Code Coverage Guide

The Venice repository has two code coverage check on GitHub Action, submodule-level coverage verification and new-commit coverage verification, which aim to improve the testability and code quality overall. The GitHub Action fails the Pull Request if the coverage check doesn’t meet the requirements. This guide provides the details on how these reports are generated and how to debug them.

Module structure

Venice has 4 modules, all-modules, clients, internal and services. Each module has its own submodules, except all-modules.

Clients

da-vinci-client, venice-admin-tool, venice-client, venice-push-job, venice-samza, venice-thin-client

Internal

alpini, venice-avro-compatibility-test, venice-client-common, venice-common, venice-consumer, venice-jdk-compatibility-test, venice-test-common

Services

venice-router, venice-controller, venice-server

Submodule-level coverage verification

Description

This will check the overall code coverage at the submodule level. Jacoco generates the report based off the current submodule, performs the coverage verification and fails the build if the coverage is below the threshold. The threshold, targets at the branch coverage, is defined in the build.gradle of each submodule independently.

Example commands

# Template
./gradlew :<module name>:<submodule name>:jacocoTestCoverageVerification 

./gradlew :clients:venice-push-job:jacocoTestCoverageVerification 

The report will be located at <module name>/<submodule name>/build/reports/jacoco/test/index.html.

Debugging notes

Run commands against module doesn’t generate the report

Due to the current project setup, running the commands, e.g. ./gradlew :clients:jacocoTestCoverageVerification, doesn’t execute the unit tests thus no jacoco report will be generated. Please be sure to run the commands against the submodule.

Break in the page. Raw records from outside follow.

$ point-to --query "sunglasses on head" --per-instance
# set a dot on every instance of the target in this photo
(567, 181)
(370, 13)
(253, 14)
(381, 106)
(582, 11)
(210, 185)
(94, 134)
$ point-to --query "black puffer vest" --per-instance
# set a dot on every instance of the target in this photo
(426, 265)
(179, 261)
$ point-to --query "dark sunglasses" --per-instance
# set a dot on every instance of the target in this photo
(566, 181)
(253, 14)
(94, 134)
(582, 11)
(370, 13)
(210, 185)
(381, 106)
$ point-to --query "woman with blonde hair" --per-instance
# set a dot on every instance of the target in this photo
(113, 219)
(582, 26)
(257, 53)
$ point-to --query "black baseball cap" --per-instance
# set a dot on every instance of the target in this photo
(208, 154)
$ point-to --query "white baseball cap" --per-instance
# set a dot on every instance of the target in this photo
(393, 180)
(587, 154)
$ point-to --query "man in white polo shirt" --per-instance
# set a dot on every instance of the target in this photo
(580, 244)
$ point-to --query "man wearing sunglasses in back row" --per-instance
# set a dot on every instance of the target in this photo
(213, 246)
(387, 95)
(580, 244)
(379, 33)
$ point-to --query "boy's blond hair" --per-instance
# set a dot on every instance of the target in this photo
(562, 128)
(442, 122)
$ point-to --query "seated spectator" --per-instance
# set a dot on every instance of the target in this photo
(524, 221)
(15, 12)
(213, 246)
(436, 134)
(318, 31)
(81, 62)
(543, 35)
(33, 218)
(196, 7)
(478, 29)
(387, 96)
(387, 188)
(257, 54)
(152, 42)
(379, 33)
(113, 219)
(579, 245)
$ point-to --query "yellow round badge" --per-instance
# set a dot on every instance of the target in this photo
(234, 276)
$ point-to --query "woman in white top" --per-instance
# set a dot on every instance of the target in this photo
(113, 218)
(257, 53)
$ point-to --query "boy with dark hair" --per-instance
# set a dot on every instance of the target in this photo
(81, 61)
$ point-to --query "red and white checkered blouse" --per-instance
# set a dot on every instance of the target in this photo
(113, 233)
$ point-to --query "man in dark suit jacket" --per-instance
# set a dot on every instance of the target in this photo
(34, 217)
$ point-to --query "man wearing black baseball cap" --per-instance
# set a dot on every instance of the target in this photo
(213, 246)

New-commit coverage verification

Description

This will check the overall code coverage at the commit-level. DiffCoverage, which is an extension of Jacoco, gathers the diff files by comparing the local branch and remote upstream main branch, and leverages the Jacoco report, to re-generate a new report only for these newly added lines/files. Similarly, it performs the coverage verification and fails the build if the coverage is below the threshold. The threshold is defined at 60% for branch coverage.

Example commands

# Template
./gradlew :<module name>:<submodule name>:jacocoTestCoverageVerification diffCoverage --continue

./gradlew :clients:venice-push-job:jacocoTestCoverageVerification diffCoverage --continue

The report will be located at <module name>/build/reports/jacoco/diffCoverage/html/index.html.

Debugging notes

Integration tests are added but DiffCoverage doesn’t identify the code coverage of it

Though integration tests are strongly encouraged, both Jacoco and DiffCoverage only work with unit tests so please consider writing unit tests.

Unit tests are added but the DiffCoverage report doesn’t reflect my changes

There are two possible reasons.

  1. Jacoco report isn’t up-to-date. DiffCoverage report relies on the Jacoco Report to reflect the correct coverage. If the Jacoco report isn’t up-to-date, for example, executing the wrong command ./gradlew :clients:venice-push-job:diffCoverage which misses the step of re-running unit tests and updating the Jacoco report, can cause this issue.
    1. Please be sure to run test and Jacoco report first.
  2. Units tests are placed in a different module. Jacoco can only analyze and generate reports based off the current submodule. So, if you write new source codes in submodule A and submodule B, and you only have written unit tests in submodule B which cover changes in submodule A, this cannot be recognized by Jacoco thus the DiffCoverage doesn’t think there’s coverage too.
    1. Please move/re-organize some unit tests to the right submodule such that the coverage can be detected and reported.

The DiffCoverage report shows some files don’t belong to my local changes

That’s usually due to your local branch and upstream is not up-to-date so when it runs git diff, newly merged codes in linkedin/venice are mistakenly treated as your changes.

Please do the followings:

  1. Go to your Github fork(https://github.com//venice) and sync the `main` branch with upstream `linkedin:main`
  2. Run git fetch upstream locally and pull the latest changes to your main branch
  3. Merge main branch to your feature branch.
  4. Confirm the diff are only your changes by running git diff upstream/main.